Bob’s eyes widened. “Oh. Oooooohhhhhhhh. Uriel’s people—Murphy’s dad and so on—did they say anything about your body?”

“That it wasn’t available,” I said.

“But not that it was gone?” Bob pressed.

“No,” I said. “They . . . they didn’t say that.”

“Wow,” Bob said, eyes wide.

Mine probably were, too. “What do I do?”

“How the hell should I know, man?” Bob asked. “I’ve never had a soul or a body. What did they tell you to do?”

“Find my killer,” I said. “But . . . that means I’m dead, right?”

Bob waved a hand. “Harry. Dead isn’t . . . Look, even by terms of the nonsupernatural, dead is a really fuzzy area. Even mortal medicine regards death as a kind of process more than a state of being—a reversible process, in some circumstances.”

“What are you getting at?” I asked.

“There’s a difference between dead and . . . and gone.”

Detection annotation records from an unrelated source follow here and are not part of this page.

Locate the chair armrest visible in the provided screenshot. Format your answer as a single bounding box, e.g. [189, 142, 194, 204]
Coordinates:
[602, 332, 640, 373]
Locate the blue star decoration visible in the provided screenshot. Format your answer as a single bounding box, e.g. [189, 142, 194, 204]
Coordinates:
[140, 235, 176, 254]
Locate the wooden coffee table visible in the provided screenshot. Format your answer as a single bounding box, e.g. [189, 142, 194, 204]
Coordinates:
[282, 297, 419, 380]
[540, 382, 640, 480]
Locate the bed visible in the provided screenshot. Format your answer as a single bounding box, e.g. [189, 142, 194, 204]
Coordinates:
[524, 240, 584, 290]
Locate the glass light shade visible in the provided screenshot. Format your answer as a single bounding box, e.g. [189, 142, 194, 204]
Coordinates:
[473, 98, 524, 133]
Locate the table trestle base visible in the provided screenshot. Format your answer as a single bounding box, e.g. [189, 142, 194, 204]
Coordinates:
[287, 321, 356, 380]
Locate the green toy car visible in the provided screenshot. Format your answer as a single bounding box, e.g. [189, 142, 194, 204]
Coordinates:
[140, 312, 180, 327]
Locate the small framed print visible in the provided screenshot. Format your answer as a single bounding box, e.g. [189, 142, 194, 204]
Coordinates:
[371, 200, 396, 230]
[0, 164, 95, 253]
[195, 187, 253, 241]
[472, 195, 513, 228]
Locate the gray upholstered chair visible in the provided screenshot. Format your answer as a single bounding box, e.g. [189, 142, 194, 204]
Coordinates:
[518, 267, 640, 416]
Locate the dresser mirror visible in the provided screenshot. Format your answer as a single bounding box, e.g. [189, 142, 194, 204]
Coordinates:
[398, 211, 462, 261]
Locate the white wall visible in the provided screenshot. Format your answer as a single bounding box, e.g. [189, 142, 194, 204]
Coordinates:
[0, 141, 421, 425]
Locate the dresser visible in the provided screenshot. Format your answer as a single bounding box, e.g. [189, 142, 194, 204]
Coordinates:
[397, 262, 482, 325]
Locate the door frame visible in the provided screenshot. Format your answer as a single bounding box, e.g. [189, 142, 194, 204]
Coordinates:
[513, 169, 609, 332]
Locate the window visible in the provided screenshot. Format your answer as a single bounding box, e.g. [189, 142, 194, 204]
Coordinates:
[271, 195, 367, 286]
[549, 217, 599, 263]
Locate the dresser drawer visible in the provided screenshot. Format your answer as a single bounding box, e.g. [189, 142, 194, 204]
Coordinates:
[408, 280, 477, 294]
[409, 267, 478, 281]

I swallowed. “So . . . what do I do?”

Bob lunged to his feet. “What do you do?” He pointed at the table of Mother Butters’s feast food. “You’ve got that to maybe get back to, and you’re asking me what to do? You find your freaking killer! We’ll both do it! I’ll totally help!”

The light in the room suddenly turned red. A red-alert sound I remembered from old episodes of Star Trek buzzed through the air.

“Uh,” I said, “what the hell is that?”

“Butters calling me,” Bob said, leaping to his feet. The form of the young man, who I now realized must have looked a lot like Butters when he was a kid, only taller, started coming apart into the sparks of a wood fire. “Come on,” Bob said. “Let’s go.”